A new video series shows how resilience is built, one positive adult relationship at a time
The Path to Resilience

The more we learn about resilience in children, the more we begin to understand the powerful role that adults can play in fostering it, even in kids who face daunting challenges. 

As the latest science from the Center on the Developing Child at Harvard shows, resilience is fluid and compounding, nurtured by the essential fertilizer of an adult’s caring attention. A new three-part video series produced by the center explores — in clear and simple terms — exactly how that happens, answering questions about why some children who face serious problems can cope and thrive.

Resilience is a broad set of “capacities and skills and abilities that give people a sense of mastery and management of difficulty,” says center director Jack Shonkoff, one of a number of neuroscientists and early childhood experts who paint a picture of resilience as a quality that is built over time, resulting from the interactions of people and their environment.

Think of resilience like a scale, the scientists say, with a fulcrum in the middle. Things pile up on both sides of that scale — our experiences of bad things and of good things. Our genes affect where the fulcrum is positioned at the beginning; some of us are inherently more or less sensitive to stress, and so the fulcrum might start out closer to one end of the scale than the other.
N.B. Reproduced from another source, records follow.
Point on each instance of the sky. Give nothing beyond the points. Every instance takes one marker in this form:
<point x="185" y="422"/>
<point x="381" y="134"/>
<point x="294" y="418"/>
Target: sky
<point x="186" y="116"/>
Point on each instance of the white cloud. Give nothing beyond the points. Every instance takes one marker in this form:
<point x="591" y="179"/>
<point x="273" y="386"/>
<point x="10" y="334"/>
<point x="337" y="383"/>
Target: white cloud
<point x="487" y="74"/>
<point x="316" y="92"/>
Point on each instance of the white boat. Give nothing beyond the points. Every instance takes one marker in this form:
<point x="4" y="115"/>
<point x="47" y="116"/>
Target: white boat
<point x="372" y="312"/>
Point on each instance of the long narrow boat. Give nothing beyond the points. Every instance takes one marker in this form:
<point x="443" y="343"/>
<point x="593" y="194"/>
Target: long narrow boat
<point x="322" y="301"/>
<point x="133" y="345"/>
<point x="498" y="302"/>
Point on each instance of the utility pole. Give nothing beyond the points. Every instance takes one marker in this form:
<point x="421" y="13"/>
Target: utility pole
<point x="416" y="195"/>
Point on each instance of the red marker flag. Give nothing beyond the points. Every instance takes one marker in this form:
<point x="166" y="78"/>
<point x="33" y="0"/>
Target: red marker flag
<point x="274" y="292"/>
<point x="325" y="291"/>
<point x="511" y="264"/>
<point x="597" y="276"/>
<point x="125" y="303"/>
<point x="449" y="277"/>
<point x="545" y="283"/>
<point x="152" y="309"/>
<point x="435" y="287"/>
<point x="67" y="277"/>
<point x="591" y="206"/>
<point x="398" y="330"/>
But our experiences move the fulcrum, providing adults with a powerful opportunity to shape a child’s outlook and abilities. When positive experiences accumulate, children gradually gain the adaptive skills that help them manage stress, and the fulcrum slides. When that happens, the scale tilts more easily toward positive outcomes, counterbalancing adversity now and in the future.

How do we generate more of these positive experiences for kids who sorely need them? By creating opportunities for caring, reliable, and responsive interactions with adults. Parents are key, of course, but they are not the only adults who can make a significant impact. Coaches, teachers, extended family, foster parents, social workers, mentors — all of these figures can form relationships with kids that build resilience down the road.